|ESPN.com: NFC North||[Print without images]|
During his pre-draft news conference Tuesday, Chicago general manager Jerry Angelo issued this plea:
"Don't beat us up too badly if we don't [draft a wide receiver]."
Which brought up this fair point: We've spent so much time discussing the likelihood of the Bears grabbing a receiver in the second round (No. 49 overall) that we've overlooked the other possibilities. Namely, safety.
Kevin Payne figures to start at one safety position, but the departure of Mike Brown has left the Bears with a hole at the other spot. (For now, we're assuming that free-agent signee Josh Bullocks might not be a long-term solution.) As a result, Jeff Dickerson of ESPN Chicago suggests they will draft two safeties this weekend.
Could one of them be at No. 49 overall? The safety position generally is not as highly-valued as receiver, which means the Bears should have a much better chance at acquiring one of the draft's best safeties than they would in getting a top receiver.

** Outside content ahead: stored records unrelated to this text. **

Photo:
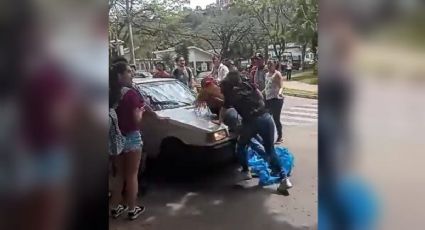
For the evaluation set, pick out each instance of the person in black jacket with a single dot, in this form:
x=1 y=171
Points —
x=182 y=72
x=248 y=101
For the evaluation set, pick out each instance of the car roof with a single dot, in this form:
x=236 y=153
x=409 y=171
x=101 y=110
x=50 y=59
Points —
x=150 y=80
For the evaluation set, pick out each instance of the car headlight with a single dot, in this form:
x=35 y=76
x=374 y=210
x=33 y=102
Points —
x=218 y=136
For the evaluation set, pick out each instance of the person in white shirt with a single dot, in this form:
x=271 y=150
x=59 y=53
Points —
x=288 y=70
x=220 y=71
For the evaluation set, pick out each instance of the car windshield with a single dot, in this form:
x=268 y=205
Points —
x=167 y=94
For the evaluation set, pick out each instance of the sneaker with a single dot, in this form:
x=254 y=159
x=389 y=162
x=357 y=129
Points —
x=132 y=215
x=245 y=175
x=120 y=209
x=279 y=140
x=285 y=184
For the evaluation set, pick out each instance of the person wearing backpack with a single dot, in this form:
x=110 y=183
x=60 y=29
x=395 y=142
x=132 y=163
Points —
x=129 y=111
x=273 y=95
x=182 y=72
x=249 y=103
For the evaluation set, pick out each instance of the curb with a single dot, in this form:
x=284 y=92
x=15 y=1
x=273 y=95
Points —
x=305 y=94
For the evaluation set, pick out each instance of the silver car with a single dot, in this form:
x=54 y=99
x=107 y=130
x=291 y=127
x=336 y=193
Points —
x=186 y=130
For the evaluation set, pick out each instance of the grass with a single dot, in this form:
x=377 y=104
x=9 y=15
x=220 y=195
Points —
x=300 y=93
x=307 y=77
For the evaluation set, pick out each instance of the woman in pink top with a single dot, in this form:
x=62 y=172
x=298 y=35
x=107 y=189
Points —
x=129 y=109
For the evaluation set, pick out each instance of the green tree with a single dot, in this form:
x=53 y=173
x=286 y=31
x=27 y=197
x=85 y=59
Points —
x=225 y=31
x=304 y=25
x=273 y=17
x=182 y=50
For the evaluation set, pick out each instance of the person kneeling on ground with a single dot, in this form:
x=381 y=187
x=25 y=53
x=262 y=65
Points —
x=210 y=95
x=248 y=102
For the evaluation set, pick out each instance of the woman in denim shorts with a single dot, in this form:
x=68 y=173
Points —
x=129 y=113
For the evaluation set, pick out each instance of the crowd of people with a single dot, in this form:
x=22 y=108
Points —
x=248 y=102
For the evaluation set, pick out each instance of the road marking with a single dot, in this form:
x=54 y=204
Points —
x=300 y=113
x=299 y=118
x=288 y=123
x=303 y=109
x=308 y=106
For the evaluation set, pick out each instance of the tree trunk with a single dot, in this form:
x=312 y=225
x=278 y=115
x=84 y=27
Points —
x=303 y=50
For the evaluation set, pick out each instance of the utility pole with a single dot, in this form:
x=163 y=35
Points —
x=130 y=30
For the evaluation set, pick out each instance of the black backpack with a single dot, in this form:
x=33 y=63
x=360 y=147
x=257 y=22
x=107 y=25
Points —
x=250 y=101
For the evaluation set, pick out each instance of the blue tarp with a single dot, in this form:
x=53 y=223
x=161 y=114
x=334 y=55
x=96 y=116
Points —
x=261 y=168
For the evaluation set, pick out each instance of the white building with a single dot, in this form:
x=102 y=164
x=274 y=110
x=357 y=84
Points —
x=198 y=58
x=292 y=51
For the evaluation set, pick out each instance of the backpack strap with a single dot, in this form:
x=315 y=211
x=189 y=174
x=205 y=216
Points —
x=124 y=91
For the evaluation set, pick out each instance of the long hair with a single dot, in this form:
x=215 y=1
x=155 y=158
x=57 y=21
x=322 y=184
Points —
x=275 y=62
x=114 y=84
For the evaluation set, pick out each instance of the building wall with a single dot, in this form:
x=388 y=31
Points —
x=196 y=58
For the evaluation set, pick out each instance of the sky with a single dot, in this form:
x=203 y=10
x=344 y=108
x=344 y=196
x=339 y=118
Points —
x=202 y=3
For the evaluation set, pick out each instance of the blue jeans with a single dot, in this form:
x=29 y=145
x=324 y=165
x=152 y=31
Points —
x=232 y=120
x=133 y=141
x=263 y=126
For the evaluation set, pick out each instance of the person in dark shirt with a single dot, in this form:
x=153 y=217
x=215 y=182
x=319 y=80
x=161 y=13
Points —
x=182 y=72
x=160 y=71
x=248 y=102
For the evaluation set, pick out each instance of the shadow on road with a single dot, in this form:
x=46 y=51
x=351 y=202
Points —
x=207 y=200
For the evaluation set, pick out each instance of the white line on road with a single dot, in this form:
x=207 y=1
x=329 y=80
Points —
x=308 y=106
x=303 y=109
x=299 y=118
x=289 y=123
x=301 y=113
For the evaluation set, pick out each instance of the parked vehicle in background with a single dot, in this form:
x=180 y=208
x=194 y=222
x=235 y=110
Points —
x=186 y=132
x=199 y=78
x=143 y=74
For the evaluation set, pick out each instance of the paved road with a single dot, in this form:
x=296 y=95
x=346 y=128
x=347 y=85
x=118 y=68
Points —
x=212 y=201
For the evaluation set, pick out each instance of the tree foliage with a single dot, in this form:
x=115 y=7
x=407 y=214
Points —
x=235 y=32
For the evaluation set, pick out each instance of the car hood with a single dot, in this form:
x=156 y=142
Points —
x=187 y=116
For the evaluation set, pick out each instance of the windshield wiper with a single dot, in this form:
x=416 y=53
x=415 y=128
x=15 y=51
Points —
x=165 y=103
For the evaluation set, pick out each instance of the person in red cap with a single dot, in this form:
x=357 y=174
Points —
x=210 y=95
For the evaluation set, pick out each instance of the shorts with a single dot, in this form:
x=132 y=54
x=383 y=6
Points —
x=133 y=142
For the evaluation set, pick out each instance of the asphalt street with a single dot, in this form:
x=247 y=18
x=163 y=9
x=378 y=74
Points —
x=213 y=201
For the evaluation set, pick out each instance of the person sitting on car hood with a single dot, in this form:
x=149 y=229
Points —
x=211 y=95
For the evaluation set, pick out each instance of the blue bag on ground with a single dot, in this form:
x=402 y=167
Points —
x=260 y=167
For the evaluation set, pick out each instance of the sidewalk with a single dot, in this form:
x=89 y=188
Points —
x=300 y=89
x=300 y=86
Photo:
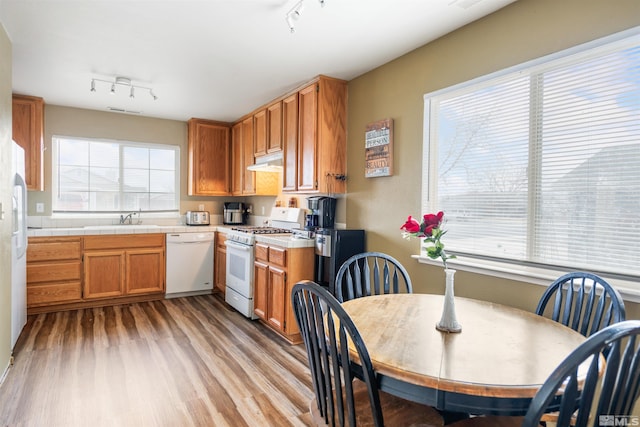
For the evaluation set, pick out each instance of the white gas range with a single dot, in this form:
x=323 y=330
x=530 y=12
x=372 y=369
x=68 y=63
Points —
x=240 y=254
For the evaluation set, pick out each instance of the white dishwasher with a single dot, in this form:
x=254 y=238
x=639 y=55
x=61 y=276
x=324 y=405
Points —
x=189 y=264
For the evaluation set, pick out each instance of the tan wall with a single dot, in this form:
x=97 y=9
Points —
x=102 y=124
x=6 y=190
x=525 y=30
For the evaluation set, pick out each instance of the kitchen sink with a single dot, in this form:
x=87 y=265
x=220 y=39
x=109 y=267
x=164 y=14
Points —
x=118 y=226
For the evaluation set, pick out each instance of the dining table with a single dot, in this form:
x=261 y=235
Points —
x=494 y=366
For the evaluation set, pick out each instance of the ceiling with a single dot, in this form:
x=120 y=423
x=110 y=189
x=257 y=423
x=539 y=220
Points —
x=215 y=59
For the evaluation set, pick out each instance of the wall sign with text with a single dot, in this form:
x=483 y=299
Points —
x=378 y=149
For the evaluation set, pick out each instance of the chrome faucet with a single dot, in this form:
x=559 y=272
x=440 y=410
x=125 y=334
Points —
x=127 y=219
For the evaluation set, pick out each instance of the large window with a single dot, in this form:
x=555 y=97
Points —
x=540 y=164
x=100 y=176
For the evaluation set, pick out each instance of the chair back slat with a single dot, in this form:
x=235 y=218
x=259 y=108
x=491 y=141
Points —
x=370 y=273
x=600 y=377
x=582 y=301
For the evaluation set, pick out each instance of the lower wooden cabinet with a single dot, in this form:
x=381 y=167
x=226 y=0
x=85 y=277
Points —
x=276 y=271
x=54 y=270
x=81 y=271
x=123 y=265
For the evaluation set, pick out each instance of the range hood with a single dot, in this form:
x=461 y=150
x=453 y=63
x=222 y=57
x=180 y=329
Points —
x=268 y=163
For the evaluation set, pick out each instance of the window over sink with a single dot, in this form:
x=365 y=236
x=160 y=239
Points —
x=108 y=176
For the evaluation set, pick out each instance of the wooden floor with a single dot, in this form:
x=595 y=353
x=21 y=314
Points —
x=179 y=362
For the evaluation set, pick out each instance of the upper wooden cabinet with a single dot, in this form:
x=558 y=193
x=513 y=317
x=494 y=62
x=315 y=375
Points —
x=274 y=123
x=260 y=133
x=267 y=128
x=320 y=148
x=243 y=181
x=309 y=125
x=209 y=150
x=28 y=128
x=290 y=142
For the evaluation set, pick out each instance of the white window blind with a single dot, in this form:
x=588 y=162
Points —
x=91 y=175
x=541 y=164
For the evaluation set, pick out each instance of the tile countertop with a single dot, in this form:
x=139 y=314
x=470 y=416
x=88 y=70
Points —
x=117 y=229
x=284 y=241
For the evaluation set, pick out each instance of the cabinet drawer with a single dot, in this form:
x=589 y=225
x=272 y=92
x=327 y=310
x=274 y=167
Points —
x=50 y=294
x=53 y=272
x=278 y=256
x=262 y=252
x=123 y=241
x=54 y=249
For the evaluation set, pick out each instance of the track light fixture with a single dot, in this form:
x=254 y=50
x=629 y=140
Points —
x=295 y=13
x=123 y=81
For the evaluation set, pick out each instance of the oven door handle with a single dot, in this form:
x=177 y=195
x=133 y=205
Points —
x=238 y=246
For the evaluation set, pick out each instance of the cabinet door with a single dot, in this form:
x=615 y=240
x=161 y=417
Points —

For some help in gauging the safety market, let's turn to ESPN analyst Todd McShay -- who published a seven-round mock draft Tuesday. You'll need an Insider subscription to view the entire draft, but I can tell you McShay had three safeties coming off the board in the seven picks before Chicago's turn arrived in the second round.
Here's how it went:
No. 43 overall: San Francisco takes Western Michigan's Louis Delmas
No. 46 overall: Houston takes Missouri's William Moore
No. 47 overall: New England takes Alabama's Rashad Johnson
Given that scenario, McShay gave Penn State receiver Derrick Williams to the Bears at No. 49. (Georgia's Mohamed Massaquoi was off the board at this point, but Ohio State's Brian Robiskie was still available.) Oregon safety Patrick Chung then went to Dallas at No. 51, and the next safety didn't come off the board until McShay gave Wake Forest's Chip Vaughn to Denver in the third round. (No. 84 overall, ironically one of the picks Chicago gave the Broncos in the Jay Cutler trade.)
I won't pretend to suggest whom the Bears might like in this group or what they might do if McShay's scenario materialized. Would they try trading up a few spots? We will have to wait and see how it plays out. But if nothing else, this exercise should give you some idea of what issues the Bears will be facing Saturday as the second round unfolds.